Sanofi and GSK have shared a glimpse of the data they plan to use to bring a next-generation COVID-19 booster vaccine to market this year. The data drop covers two clinical trials that suggest the beta-specific vaccine can induce a stronger response against the omicron variant than first-generation products can.
After ceding a head start to BioNTech-Pfizer and Moderna, Sanofi and GSK suffered a setback late in 2020 when a phase 1/2 trial of their adjuvanted recombinant protein-based vaccine delivered weak data. The partners responded by advancing a revised formulation, leading them to report 58% protection against symptomatic COVID-19 in a variant-affected phase 3 clinical trial early this year.
The opportunity for Sanofi and GSK’s first vaccine appears limited, given the extent to which the mRNA players have sewn up the primary series and booster markets, but the falling rates of protection against omicron could allow the entry of next-generation candidates. Sanofi and GSK are pursuing that potential opportunity by advancing a vaccine candidate against beta, a variant of concern that features some of the mutations that enable omicron to escape the immune system.
To evaluate the beta candidate, Sanofi and GSK enrolled 1,500 subjects in a second cohort of their phase 3 booster study. The candidate triggered a 40-fold increase in antibody titers against the BA.1 subvariant of omicron in patients previously primed with mRNA vaccines. The two companies linked the jab to double the number of neutralizing antibodies against the BA.1 and BA.2 subvariants as their original vaccine.
The partners are yet to share detailed data from the trial—a peer-reviewed publication is planned—but are confident enough in the findings to plan to submit the results to regulators in “the upcoming weeks” and aim to bring the beta candidate to market later this year.

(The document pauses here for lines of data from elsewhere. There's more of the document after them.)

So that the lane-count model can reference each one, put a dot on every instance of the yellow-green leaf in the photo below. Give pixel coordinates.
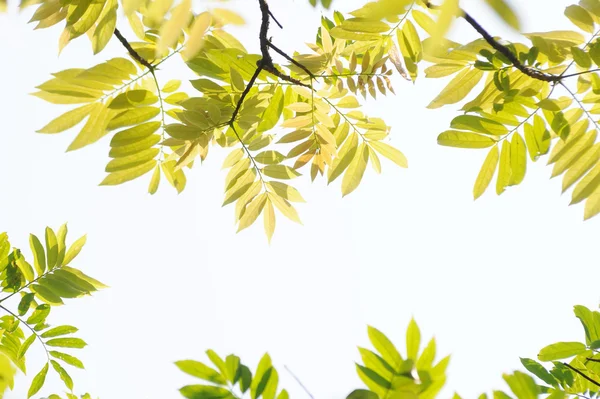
(196, 36)
(453, 138)
(74, 250)
(269, 219)
(587, 185)
(518, 159)
(39, 256)
(253, 210)
(126, 175)
(390, 153)
(592, 205)
(68, 119)
(172, 29)
(486, 174)
(504, 174)
(285, 207)
(356, 170)
(505, 12)
(280, 172)
(580, 17)
(154, 181)
(458, 88)
(581, 166)
(38, 382)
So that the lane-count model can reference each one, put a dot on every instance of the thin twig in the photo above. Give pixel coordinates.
(505, 51)
(30, 328)
(582, 374)
(299, 382)
(133, 53)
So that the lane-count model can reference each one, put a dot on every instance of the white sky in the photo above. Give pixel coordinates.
(493, 280)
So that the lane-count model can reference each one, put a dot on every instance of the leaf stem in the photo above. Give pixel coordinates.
(30, 328)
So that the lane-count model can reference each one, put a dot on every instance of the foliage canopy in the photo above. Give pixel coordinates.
(277, 121)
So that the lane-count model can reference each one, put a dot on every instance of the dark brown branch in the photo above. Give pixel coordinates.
(293, 61)
(582, 374)
(245, 93)
(132, 52)
(266, 62)
(505, 51)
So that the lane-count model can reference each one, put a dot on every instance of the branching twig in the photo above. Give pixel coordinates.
(505, 51)
(39, 338)
(266, 62)
(582, 374)
(133, 53)
(299, 382)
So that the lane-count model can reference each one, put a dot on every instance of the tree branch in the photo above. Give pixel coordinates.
(582, 374)
(266, 62)
(299, 382)
(502, 49)
(131, 51)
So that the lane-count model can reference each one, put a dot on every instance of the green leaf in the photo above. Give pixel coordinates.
(46, 295)
(74, 250)
(154, 181)
(58, 331)
(587, 186)
(71, 360)
(458, 88)
(269, 157)
(66, 343)
(67, 120)
(413, 340)
(51, 248)
(390, 153)
(200, 370)
(518, 159)
(39, 314)
(105, 28)
(25, 268)
(504, 173)
(522, 385)
(132, 117)
(344, 157)
(232, 368)
(539, 371)
(454, 138)
(385, 347)
(39, 254)
(38, 382)
(486, 174)
(61, 237)
(97, 285)
(478, 124)
(425, 361)
(280, 172)
(25, 303)
(362, 394)
(505, 12)
(580, 17)
(95, 127)
(63, 374)
(356, 170)
(253, 210)
(273, 112)
(261, 377)
(561, 350)
(126, 175)
(171, 30)
(205, 392)
(25, 346)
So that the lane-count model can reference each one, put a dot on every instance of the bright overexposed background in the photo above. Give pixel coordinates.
(493, 280)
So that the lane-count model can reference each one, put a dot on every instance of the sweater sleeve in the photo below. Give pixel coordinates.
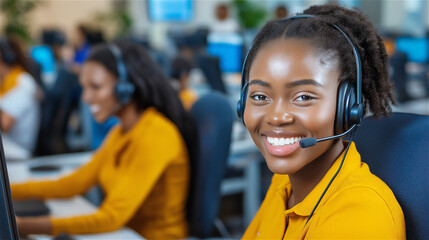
(70, 185)
(142, 170)
(252, 230)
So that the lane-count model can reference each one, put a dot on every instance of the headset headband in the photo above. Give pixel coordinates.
(355, 53)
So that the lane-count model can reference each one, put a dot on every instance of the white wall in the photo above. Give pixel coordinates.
(65, 14)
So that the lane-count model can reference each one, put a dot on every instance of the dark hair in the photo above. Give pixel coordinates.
(152, 88)
(179, 66)
(15, 52)
(376, 86)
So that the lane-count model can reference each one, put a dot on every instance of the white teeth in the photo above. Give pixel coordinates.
(283, 141)
(94, 108)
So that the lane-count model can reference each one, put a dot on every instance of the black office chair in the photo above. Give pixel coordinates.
(397, 151)
(214, 117)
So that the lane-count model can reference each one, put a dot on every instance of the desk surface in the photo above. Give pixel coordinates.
(19, 172)
(78, 206)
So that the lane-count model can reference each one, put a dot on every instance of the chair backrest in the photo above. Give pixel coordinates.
(214, 117)
(397, 151)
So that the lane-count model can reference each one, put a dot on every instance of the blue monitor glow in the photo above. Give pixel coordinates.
(8, 228)
(45, 57)
(170, 10)
(228, 47)
(417, 49)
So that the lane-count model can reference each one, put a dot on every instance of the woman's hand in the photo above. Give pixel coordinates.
(34, 225)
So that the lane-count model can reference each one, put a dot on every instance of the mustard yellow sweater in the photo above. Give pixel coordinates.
(144, 175)
(358, 205)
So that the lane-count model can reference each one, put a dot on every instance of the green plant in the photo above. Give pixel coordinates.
(119, 17)
(249, 13)
(16, 17)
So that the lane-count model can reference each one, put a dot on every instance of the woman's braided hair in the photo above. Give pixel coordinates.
(327, 40)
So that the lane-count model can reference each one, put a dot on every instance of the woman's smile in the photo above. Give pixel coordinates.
(291, 96)
(280, 143)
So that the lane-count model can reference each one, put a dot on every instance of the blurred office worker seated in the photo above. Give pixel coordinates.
(19, 100)
(143, 166)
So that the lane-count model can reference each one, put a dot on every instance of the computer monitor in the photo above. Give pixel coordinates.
(170, 10)
(8, 228)
(417, 49)
(44, 55)
(228, 47)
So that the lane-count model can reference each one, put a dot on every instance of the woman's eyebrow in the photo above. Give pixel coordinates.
(260, 83)
(303, 82)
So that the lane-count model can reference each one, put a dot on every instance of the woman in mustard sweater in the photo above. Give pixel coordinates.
(143, 166)
(304, 79)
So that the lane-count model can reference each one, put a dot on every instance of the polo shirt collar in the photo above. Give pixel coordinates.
(305, 207)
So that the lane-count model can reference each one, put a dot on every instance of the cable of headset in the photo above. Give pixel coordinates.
(352, 135)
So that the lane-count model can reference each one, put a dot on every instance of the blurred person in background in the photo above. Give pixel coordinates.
(281, 12)
(398, 74)
(180, 69)
(19, 97)
(81, 47)
(143, 166)
(224, 23)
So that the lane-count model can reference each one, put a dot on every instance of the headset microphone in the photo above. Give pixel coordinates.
(309, 142)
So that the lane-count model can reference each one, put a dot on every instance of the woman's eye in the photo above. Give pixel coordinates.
(95, 86)
(259, 97)
(304, 98)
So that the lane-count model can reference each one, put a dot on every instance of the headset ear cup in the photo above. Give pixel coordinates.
(345, 101)
(124, 91)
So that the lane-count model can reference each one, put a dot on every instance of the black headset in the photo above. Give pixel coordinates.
(7, 54)
(124, 89)
(349, 100)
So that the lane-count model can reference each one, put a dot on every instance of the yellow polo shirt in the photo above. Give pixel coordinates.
(357, 205)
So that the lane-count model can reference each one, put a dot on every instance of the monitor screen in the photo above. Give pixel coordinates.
(45, 57)
(417, 49)
(170, 10)
(228, 48)
(8, 229)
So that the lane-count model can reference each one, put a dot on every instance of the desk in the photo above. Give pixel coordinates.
(19, 172)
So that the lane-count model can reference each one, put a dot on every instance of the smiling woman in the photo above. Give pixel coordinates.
(299, 82)
(143, 166)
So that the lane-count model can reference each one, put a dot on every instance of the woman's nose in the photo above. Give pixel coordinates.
(86, 96)
(279, 115)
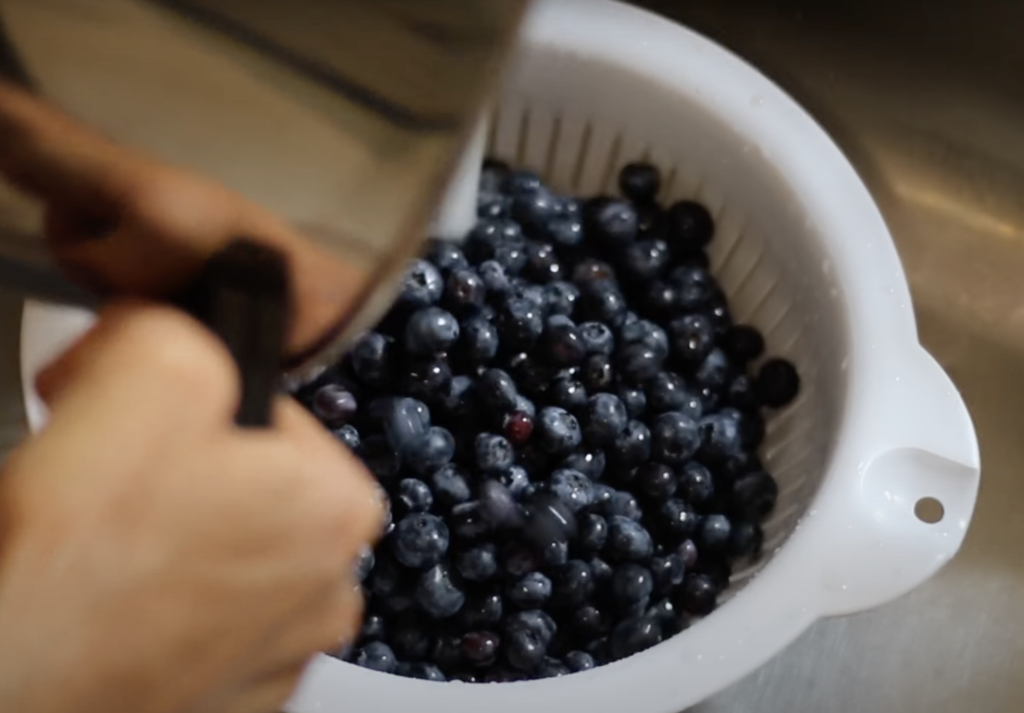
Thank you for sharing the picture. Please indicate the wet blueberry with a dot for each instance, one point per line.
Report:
(437, 595)
(377, 656)
(675, 438)
(531, 591)
(477, 563)
(420, 541)
(558, 430)
(690, 225)
(777, 383)
(627, 540)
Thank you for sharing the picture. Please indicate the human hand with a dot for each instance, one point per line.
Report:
(156, 558)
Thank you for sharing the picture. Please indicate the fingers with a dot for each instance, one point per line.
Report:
(144, 364)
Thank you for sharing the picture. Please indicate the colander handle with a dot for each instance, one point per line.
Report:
(911, 505)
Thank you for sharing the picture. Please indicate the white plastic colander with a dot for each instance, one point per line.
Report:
(804, 255)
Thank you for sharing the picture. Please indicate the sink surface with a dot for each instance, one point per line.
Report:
(926, 98)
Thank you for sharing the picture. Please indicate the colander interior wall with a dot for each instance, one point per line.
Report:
(576, 121)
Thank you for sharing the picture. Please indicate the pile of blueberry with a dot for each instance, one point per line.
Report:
(565, 420)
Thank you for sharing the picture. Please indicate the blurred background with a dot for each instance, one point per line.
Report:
(927, 100)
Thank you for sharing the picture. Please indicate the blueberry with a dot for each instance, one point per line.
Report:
(609, 221)
(605, 419)
(645, 259)
(493, 205)
(477, 563)
(593, 534)
(498, 505)
(677, 519)
(517, 427)
(423, 671)
(741, 394)
(571, 488)
(430, 331)
(516, 480)
(714, 372)
(432, 451)
(578, 662)
(745, 539)
(668, 572)
(542, 262)
(692, 338)
(371, 359)
(496, 281)
(631, 588)
(420, 541)
(675, 438)
(477, 341)
(667, 391)
(632, 447)
(560, 343)
(480, 647)
(446, 256)
(450, 486)
(518, 559)
(694, 288)
(403, 422)
(597, 338)
(638, 362)
(591, 271)
(560, 297)
(754, 495)
(483, 611)
(713, 534)
(348, 435)
(777, 383)
(590, 463)
(634, 400)
(380, 458)
(564, 233)
(656, 480)
(334, 404)
(469, 521)
(628, 540)
(524, 651)
(743, 343)
(428, 380)
(534, 209)
(552, 668)
(695, 484)
(531, 591)
(415, 496)
(548, 520)
(437, 595)
(573, 583)
(497, 390)
(698, 595)
(520, 323)
(597, 374)
(559, 431)
(639, 181)
(377, 656)
(690, 225)
(634, 635)
(422, 286)
(603, 302)
(566, 392)
(494, 454)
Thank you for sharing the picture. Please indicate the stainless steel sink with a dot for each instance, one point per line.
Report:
(926, 98)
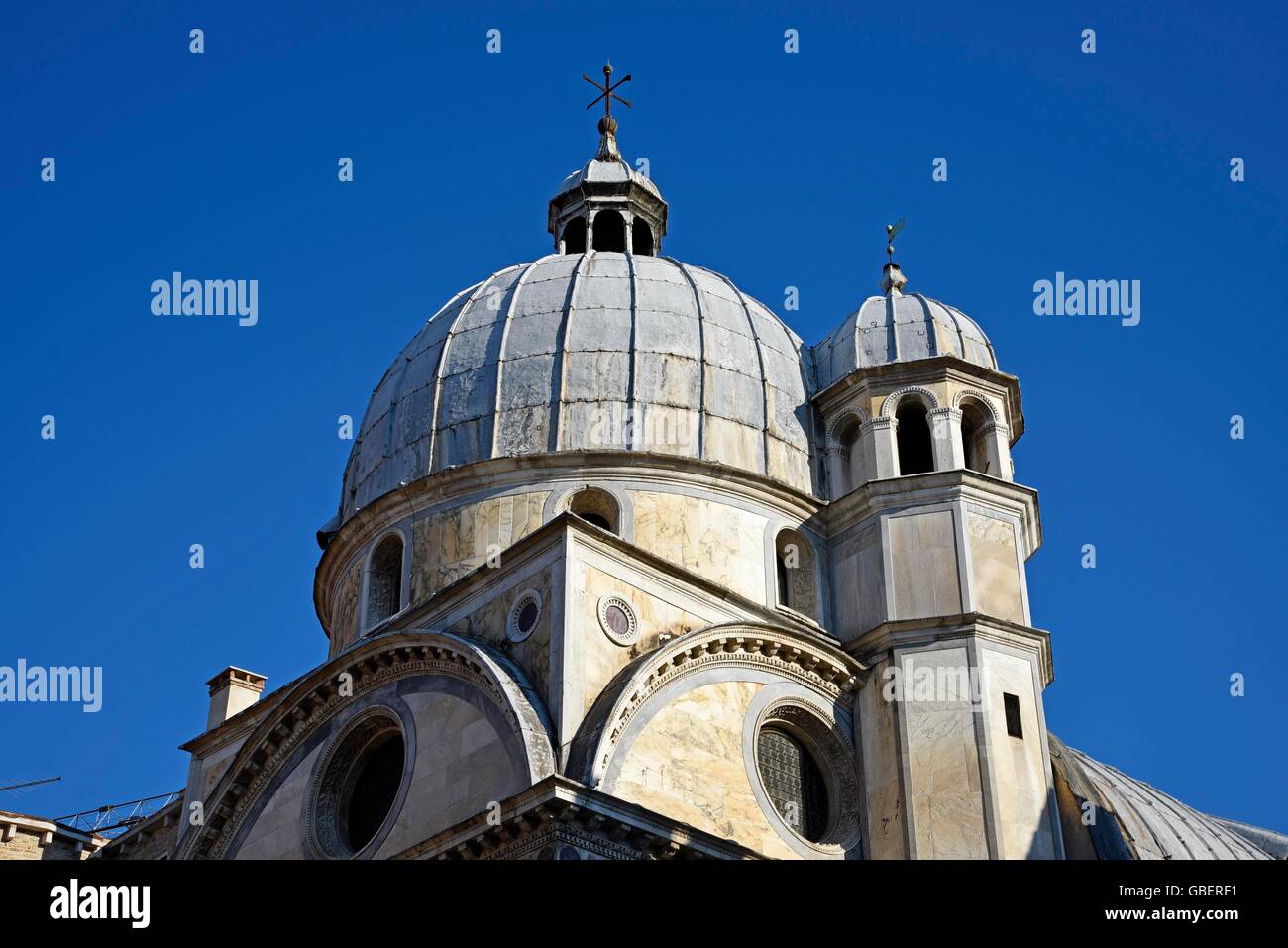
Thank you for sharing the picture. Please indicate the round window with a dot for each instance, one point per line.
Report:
(359, 785)
(617, 620)
(524, 616)
(793, 782)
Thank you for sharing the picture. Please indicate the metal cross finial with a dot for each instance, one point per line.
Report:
(606, 91)
(892, 232)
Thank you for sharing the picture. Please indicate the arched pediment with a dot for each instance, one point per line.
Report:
(819, 668)
(329, 695)
(892, 402)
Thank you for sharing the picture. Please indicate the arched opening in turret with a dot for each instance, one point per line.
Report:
(597, 507)
(575, 236)
(974, 441)
(849, 442)
(794, 561)
(642, 237)
(915, 455)
(384, 581)
(609, 232)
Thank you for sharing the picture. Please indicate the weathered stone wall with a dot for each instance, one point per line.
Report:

A separate, independent trial run by at 11 sites in France has provided a closer look at the effects of the beta candidate. In a preprint paper, the researchers reported the findings of a trial that randomized 247 subjects to receive the first-generation Sanofi-GSK vaccine, its beta-specific successor or BioNTech and Pfizer’s Comirnaty as a booster. Neutralizing antibodies against BA.1 went from 17.4 to 253.2 in recipients of the beta vaccine, compared to an increase of 19.1 to 139.5 in the Comirnaty cohort.
While the data suggest Sanofi and GSK’s beta-specific vaccine may offer more protection than authorized vaccines against currently circulating forms of SARS-CoV-2, in the real world the companies could be up against next-generation mRNA shots. Both Pfizer-BioNTech and Moderna have omicron-specific COVID-19 jabs in development that could be available in the fall.